Les déclarations de M. Dar constituent la première confirmation officielle de la part d'Islamabad que le Pakistan joue un rôle de facilitateur.

Islamabad a été présenté comme un médiateur potentiel, compte tenu de ses liens anciens avec l’Iran voisin et avec les États-Unis, ainsi que de son réseau de contacts dans la région.

Le Premier ministre Shehbaz Sharif et M. Dar sont tous deux en contact régulier avec de hauts responsables du gouvernement iranien, ainsi qu'avec leurs alliés du Golfe, notamment l’Arabie saoudite.

Le puissant chef de l’armée pakistanaise, le maréchal Asim Munir, est lui aussi impliqué dans ces efforts diplomatiques et a parlé au président américain Donald Trump dimanche dernier, ont indiqué des responsables.

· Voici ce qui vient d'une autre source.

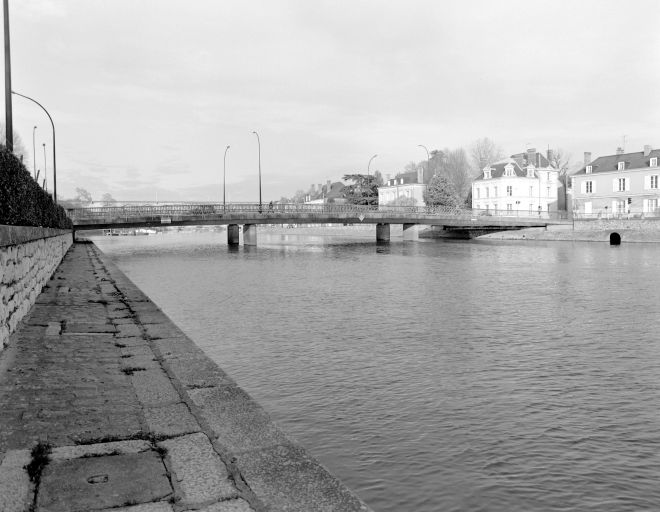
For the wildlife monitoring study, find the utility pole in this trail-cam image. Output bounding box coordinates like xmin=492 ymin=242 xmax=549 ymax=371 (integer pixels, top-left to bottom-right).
xmin=3 ymin=0 xmax=14 ymax=153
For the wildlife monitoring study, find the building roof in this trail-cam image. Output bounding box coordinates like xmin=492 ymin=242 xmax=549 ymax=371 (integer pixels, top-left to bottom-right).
xmin=573 ymin=149 xmax=660 ymax=176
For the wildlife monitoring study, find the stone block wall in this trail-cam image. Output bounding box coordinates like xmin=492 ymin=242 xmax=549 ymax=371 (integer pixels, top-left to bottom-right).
xmin=0 ymin=226 xmax=73 ymax=351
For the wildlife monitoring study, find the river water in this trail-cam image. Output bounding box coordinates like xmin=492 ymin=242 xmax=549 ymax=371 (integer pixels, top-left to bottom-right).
xmin=91 ymin=228 xmax=660 ymax=512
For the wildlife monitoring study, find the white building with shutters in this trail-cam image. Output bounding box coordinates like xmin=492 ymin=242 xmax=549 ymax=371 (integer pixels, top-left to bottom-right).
xmin=472 ymin=148 xmax=565 ymax=216
xmin=571 ymin=146 xmax=660 ymax=218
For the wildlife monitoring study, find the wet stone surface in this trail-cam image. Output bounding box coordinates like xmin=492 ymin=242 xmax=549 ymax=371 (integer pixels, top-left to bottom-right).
xmin=37 ymin=451 xmax=172 ymax=512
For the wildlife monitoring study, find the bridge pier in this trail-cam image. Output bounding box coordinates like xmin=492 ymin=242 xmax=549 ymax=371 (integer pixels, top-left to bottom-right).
xmin=376 ymin=223 xmax=390 ymax=242
xmin=243 ymin=224 xmax=257 ymax=245
xmin=403 ymin=224 xmax=419 ymax=241
xmin=227 ymin=224 xmax=239 ymax=245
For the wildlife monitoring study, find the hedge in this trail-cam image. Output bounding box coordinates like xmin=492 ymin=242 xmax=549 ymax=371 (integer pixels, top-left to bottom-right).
xmin=0 ymin=146 xmax=72 ymax=229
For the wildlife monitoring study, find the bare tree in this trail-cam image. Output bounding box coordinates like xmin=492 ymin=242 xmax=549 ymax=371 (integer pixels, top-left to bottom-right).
xmin=441 ymin=148 xmax=472 ymax=201
xmin=470 ymin=137 xmax=505 ymax=176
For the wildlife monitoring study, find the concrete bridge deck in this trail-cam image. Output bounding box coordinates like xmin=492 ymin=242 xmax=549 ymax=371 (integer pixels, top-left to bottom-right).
xmin=67 ymin=203 xmax=570 ymax=244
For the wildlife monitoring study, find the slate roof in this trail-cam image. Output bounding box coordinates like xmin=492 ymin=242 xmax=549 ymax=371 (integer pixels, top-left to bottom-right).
xmin=573 ymin=149 xmax=660 ymax=176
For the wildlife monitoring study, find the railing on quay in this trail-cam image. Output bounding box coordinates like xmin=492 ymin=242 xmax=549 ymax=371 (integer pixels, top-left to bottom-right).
xmin=67 ymin=202 xmax=567 ymax=222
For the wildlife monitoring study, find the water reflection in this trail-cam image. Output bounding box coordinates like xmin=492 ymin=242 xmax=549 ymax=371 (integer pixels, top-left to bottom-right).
xmin=94 ymin=233 xmax=660 ymax=512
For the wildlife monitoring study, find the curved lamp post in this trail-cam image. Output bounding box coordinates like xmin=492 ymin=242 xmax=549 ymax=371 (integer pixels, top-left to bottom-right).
xmin=42 ymin=142 xmax=48 ymax=190
xmin=367 ymin=155 xmax=378 ymax=177
xmin=11 ymin=91 xmax=57 ymax=204
xmin=417 ymin=144 xmax=431 ymax=180
xmin=222 ymin=146 xmax=229 ymax=212
xmin=252 ymin=131 xmax=261 ymax=212
xmin=32 ymin=126 xmax=37 ymax=180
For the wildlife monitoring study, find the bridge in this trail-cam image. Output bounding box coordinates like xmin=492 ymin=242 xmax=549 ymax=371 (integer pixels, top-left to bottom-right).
xmin=67 ymin=202 xmax=570 ymax=245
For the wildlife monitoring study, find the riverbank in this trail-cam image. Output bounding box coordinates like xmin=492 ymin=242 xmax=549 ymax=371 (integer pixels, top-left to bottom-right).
xmin=0 ymin=243 xmax=369 ymax=512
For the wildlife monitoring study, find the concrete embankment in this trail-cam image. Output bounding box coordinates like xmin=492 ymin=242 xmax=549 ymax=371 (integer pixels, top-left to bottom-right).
xmin=0 ymin=243 xmax=370 ymax=512
xmin=0 ymin=225 xmax=73 ymax=352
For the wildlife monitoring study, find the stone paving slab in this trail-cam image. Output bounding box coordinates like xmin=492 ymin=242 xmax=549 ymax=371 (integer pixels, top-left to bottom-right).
xmin=0 ymin=450 xmax=32 ymax=512
xmin=188 ymin=386 xmax=288 ymax=453
xmin=130 ymin=369 xmax=181 ymax=407
xmin=158 ymin=433 xmax=238 ymax=506
xmin=50 ymin=439 xmax=152 ymax=460
xmin=0 ymin=244 xmax=368 ymax=512
xmin=144 ymin=403 xmax=201 ymax=437
xmin=37 ymin=451 xmax=172 ymax=512
xmin=236 ymin=444 xmax=369 ymax=512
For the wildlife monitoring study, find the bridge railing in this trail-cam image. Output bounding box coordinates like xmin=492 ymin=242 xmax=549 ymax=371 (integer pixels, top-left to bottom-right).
xmin=67 ymin=202 xmax=567 ymax=222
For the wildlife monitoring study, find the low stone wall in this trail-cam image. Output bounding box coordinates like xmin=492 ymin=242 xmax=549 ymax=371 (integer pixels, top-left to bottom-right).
xmin=0 ymin=226 xmax=73 ymax=351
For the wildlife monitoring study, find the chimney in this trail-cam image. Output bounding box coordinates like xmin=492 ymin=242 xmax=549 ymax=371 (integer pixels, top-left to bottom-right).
xmin=527 ymin=148 xmax=536 ymax=166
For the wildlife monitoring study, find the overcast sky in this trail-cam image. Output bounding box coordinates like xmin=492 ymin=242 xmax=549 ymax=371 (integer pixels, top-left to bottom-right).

Mais le chef de la diplomatie iranienne, Abbas Araghchi, a maintenu que l'Iran n'avait "pas l'intention de négocier" et comptait "continuer à résister".

L'Iran veut "mettre fin à la guerre à ses propres conditions", a-t-il souligné. "Parfois, des messages peuvent être transmis (...) mais ça ne peut en aucun cas être qualifié de dialogue ni de négociation".